Observation data (J2000 epoch)
- Constellation: Virgo
- Right ascension: 12^{h} 28^{m} 40.558^{s}
- Declination: +09° 15′ 32.13″
- Redshift: 0.002865
- Heliocentric radial velocity: 862
- Distance: 85.0 Mly (26.06 Mpc)
- Group or cluster: Virgo cluster
- Apparent magnitude (V): 13.29

Characteristics
- Type: SA(rs)cd
- Mass: 8.2+8.2 −3.1 M_{☉}
- Apparent size (V): 1.5′ × 1.0′
- Half-light radius (apparent): 11.86″

Other designations
- VCC 1118, IRAS 12260+0932, NGC 4451, UGC 7600, MCG +02-32-079, PGC 41050, CGCG 070-111

= NGC 4451 =

Spiral galaxy in the constellation Virgo

NGC 4451 is a spiral galaxy in the equatorial Virgo constellation. It was discovered at the Copenhagen Observatory on March 19, 1865, by Heinrich d'Arrest, who used an 11" refractor telescope.
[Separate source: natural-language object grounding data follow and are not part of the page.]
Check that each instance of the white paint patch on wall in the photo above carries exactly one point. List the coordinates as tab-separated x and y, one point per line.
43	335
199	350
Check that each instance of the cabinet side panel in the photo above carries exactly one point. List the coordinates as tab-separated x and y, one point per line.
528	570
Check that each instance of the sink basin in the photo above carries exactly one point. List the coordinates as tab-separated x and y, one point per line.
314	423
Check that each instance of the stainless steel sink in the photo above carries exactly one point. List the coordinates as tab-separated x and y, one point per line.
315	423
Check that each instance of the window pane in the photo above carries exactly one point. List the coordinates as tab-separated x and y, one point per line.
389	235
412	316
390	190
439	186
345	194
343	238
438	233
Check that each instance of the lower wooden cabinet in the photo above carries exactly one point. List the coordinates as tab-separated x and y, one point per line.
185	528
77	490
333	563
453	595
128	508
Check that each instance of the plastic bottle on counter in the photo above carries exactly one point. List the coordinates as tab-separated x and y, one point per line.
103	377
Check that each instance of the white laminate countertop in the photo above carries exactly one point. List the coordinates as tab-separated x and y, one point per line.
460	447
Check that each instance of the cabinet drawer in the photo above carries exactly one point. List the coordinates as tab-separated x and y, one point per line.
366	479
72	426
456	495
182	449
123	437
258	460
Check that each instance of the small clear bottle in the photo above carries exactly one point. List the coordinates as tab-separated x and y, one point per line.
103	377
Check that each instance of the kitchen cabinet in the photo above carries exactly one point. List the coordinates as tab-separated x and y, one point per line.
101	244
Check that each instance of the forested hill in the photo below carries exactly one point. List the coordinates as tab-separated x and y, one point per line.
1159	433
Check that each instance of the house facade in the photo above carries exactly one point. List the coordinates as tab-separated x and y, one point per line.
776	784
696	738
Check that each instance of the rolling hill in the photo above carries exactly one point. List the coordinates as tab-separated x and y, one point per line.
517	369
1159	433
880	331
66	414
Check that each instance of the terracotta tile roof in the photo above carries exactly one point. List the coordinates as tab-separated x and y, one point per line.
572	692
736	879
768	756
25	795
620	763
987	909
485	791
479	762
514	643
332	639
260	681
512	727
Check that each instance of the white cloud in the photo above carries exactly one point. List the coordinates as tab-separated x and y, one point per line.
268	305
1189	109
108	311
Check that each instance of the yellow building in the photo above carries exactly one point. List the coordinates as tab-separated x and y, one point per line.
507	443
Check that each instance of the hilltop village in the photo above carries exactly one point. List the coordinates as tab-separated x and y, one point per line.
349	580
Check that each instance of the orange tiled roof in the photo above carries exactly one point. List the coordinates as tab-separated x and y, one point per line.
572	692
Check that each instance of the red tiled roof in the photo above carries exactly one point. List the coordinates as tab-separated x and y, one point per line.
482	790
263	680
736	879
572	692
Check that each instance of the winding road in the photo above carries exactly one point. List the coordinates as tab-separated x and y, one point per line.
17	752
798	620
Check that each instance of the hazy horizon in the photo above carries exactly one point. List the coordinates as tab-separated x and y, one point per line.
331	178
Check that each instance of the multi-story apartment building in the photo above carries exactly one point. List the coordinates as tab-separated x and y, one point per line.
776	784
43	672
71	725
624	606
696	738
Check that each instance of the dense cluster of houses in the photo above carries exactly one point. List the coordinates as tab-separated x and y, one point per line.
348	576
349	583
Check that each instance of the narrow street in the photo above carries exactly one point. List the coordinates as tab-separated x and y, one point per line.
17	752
The galaxy is located at a distance of 85 million light years and is receding with a heliocentric radial velocity of 862 km/s. It is a member of the Virgo Cluster of galaxies.

In March 1985, Shigo Horiguchi in Japan discovered a Type II-P supernova in this galaxy. Designated SN 1985G, it was positioned 2 arcsecond west and 5 arcsecond north of the galaxy center. The progenitor was estimated to have a mass of 21.7±4.4 solar mass and was 8.65±0.14 million years old.